New AIDS Therapy Nukes HIV
Radioactive Antibodies Seek and Destroy HIV Infected Cells in Mouse Study
Nov. 7, 2006 - Like guided missiles, radioactive anti-HIV antibodies seek out and destroy HIV-infected cells.
The new approach to AIDS therapy -- called radioimmunotherapy -- works in mice, report Ekaterina Dadachova, PhD, of New York's Albert Einstein College of Medicine, and colleagues.
"Radioimmunotherapy is supposed to be curative," Dadachova tells WebMD. "Current HIV treatments kill the virus, but it will come back because it hides in latently infected cells. Our goal is to go after those cells, so radioimmunotherapy has the potential to cure somebody completely."
Dadachova's colleague, Harris Goldstein, MD, tempers his enthusiasm a bit more.

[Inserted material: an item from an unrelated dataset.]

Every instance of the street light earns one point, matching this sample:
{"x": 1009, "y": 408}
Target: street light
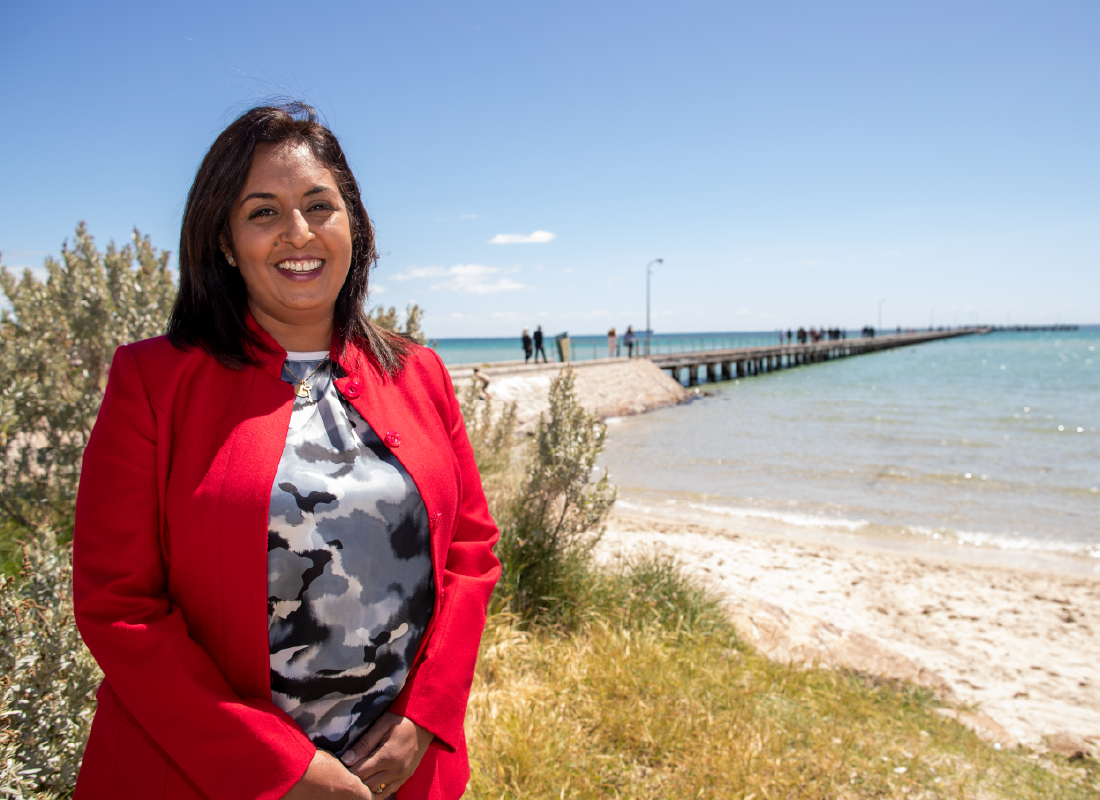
{"x": 649, "y": 271}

Goldstein is director of the Einstein/MMC Center for AIDS Research in New York.
"If we had a nickel for every time HIV was cured we'd all be very wealthy," Goldstein tells WebMD. "But it is exciting when a new conceptual approach comes along. What makes this treatment unique is that it is designed to target HIV infected cells and kill them. This really has the potential to markedly reduce the viral infection in patients."
What has Dadachova and Goldstein so excited is their finding that the new AIDS therapy concept works not just in the test tube, but in living animals.
The treatment starts with an antibody that homes in on a piece of HIV (called gp41) that sticks out of HIV-infected cells. The antibody is attached to a radioactive isotope. It latches on to cells carrying HIV and irradiates them. Since the antibody doesn't stick to healthy cells, the treatment doesn't affect them.
This may sound like the future, but such treatments already exist. The FDA-approved drugs Zevalin and Bexxar are radioimmunotherapies that target cancer cells in people with non-Hodgkin's lymphoma.
Recently, Dadachova, Goldstein, and others showed that radioimmunotherapy could be used to treat infections as well as cancers. In their new study, they show that the technique can seek out and destroy human HIV infected cells growing in specially bred mice.
"Many things fail in animals that worked in the test tube," Goldstein says. "So the antibodies being able to hunt out and eliminate HIV infected cells brings this a lot closer to the clinic."
Indeed, the researchers hope to begin human clinical trials within two years.
It's an innovative, interesting approach, says HIV researcher Carrie Dykes, PhD, of the University of Rochester, New York. Dykes was not involved in the Dadachova/Goldstein study.
"I think it could play out," Dykes tells WebMD. "They have a lot of animal studies to do before they get into humans. But it would be interesting to see if it would really work."